Pressburguer fue un cineasta conocido ante todo por su estrecha y muy valorada colaboración con Michael Powell, pero en el que no encontramos nada que permita comprender su atracción por la historia de Sabaté, hasta el punto de tomarla como referencia en la que sería su única novela, Killing of Mouse on Sunday.
La noticia de semejante producción se convirtió en un problema para el régimen, que amenazó a la productora, la multinacional Columbia, con un boicot generalizado a sus producciones. Cabe suponer que el problema radicaba tanto en el propio contenido de la película, como en la presencia al frente del reparto de algunos de los actores más carismáticos del momento: Gregory Peck, Anthony Quinn –que acababan de intervenir en un éxito extraordinario como Los cañones de Navarone en la que, por cierto, la censura franquista suprimió las referencias a los republicanos españoles– y Omar Sharif, recién salido de Laurence de Arabia y a punto de comenzar Doctor Zhivago. De alguna manera, las presiones del régimen se notan en la trama, baste recordar cómo Hollywood había afrontado la guerra civil española, sobre todo en los últimos tiempos, por ejemplo, en Las nieves del Kilimanjaro, donde el trasunto de Hemingway (el mismo Gregory Peck), descubre poco menos que el enemigo de verdad se encuentra en las propias filas republicanas, o sea en los comunistas (curiosamente con un «malo» al que se describe con las características tópicas de Valentín González, El Campesino.
Aunque bastante desprestigiada en la actualidad Y llegó el día de la venganza no deja de contar con ciertos atractivos más allá del puramente histórico (quiera que no provocó una cierta crisis política y puso al régimen en un aprieto) y mitómano. De ahí que durante bastante tiempo figurara en las carteleras francesas y su visión fuera de obligado cumplimiento para los viajeros que buscaban –entre otras cosas– películas prohibidas en España. El personaje (Artigas) que encarna Gregory Peck no es desde luego ningún revolucionario social, a lo más es un anticlerical que odia a la Guardia civil, en especial a Viñolas (un Anthony Quinn de opereta). Su radicalismo antifranquista queda bastante bien reflejado cuando al principio de la película, se niega a renunciar a las armas y a la lucha. De hecho, este fue el impulso básico de toda una generación de combatientes. Gente como Artigas, que conocía la frontera pirenaica como la palma de su mano la hubo en todas las izquierdas (los del POUM quieren ver aquí la imagen de Toni Franqueza), pero está claro que el modelo fue Sabaté.

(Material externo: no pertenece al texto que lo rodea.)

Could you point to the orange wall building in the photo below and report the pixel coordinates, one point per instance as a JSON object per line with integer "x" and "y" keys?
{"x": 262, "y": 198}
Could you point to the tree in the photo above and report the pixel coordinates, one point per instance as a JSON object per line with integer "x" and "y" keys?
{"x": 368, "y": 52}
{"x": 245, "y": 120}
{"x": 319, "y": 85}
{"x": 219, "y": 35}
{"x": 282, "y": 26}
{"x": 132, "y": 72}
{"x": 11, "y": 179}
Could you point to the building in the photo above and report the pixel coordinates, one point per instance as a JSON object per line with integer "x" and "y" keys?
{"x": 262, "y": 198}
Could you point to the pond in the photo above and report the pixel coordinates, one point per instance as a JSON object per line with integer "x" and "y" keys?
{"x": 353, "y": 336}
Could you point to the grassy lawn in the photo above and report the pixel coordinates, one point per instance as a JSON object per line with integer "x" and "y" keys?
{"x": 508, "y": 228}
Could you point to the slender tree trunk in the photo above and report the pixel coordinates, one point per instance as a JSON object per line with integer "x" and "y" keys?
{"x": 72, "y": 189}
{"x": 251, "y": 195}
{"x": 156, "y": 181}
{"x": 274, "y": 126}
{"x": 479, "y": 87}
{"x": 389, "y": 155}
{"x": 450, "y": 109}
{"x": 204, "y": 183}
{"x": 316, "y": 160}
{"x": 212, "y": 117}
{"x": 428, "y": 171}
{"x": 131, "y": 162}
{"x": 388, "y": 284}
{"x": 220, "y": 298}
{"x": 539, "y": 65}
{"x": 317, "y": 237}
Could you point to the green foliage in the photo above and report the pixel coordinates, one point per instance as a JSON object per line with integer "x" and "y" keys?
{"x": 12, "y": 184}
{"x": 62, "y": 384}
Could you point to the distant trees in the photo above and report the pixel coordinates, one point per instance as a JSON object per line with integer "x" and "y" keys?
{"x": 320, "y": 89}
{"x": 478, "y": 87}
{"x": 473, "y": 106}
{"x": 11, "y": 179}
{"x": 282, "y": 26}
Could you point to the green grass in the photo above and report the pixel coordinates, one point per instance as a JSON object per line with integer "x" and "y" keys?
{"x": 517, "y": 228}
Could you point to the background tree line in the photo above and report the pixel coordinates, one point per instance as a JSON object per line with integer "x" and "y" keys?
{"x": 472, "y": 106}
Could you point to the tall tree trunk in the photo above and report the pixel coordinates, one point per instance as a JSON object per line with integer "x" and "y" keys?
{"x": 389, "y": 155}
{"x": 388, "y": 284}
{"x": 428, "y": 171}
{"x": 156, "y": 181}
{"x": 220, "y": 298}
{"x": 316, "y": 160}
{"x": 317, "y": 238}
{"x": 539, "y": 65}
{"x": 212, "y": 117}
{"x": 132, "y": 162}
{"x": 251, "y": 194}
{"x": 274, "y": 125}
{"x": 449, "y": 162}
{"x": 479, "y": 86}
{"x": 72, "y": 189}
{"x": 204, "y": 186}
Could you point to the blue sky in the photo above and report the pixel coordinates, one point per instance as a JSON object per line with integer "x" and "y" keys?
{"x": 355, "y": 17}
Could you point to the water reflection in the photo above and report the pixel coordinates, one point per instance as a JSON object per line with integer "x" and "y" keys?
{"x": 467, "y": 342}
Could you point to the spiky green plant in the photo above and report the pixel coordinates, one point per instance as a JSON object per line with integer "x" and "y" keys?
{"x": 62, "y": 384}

El desteñido liberal del producto no impide que desprenda rasgos míticos que tienen una base auténtica. Artigas es alguien fiel a sus ideas, que no ha cesado de luchar, que es reconocido por sus compañeros, y lo que es más importante, que está dispuesto a luchar hasta el final. En principio por una venganza, para matar al traidor y castigar al guardia civil que había torturado a un compañero, pero está claro que para continuar la lucha que se había negado abandonar en 1939. El aspecto religioso resulta más bien ridículo, no obstante tampoco le hizo la menor gracia al régimen, el cura que se niega a colaborar con Viñolas por más que éste se lo pide como la cosa más natural del mundo. De alguna manera bosquejaba ya la existencia de un clero joven y disidente que ya no comulgaba con la barbarie del régimen, aunque la película presume que su actitud franciscana representa la mejor vía, más allá de la venganza. No obstante, lo que llega al público es ese maquis que después de años de lucha sigue tan firme y ajeno a la comodidad como el primer día, un tipo fuerte y entrañable que existió en la realidad, con más inteligencia y capacidad, pero al que Gregory Peck la da toda su intensidad interior y probada prestancia.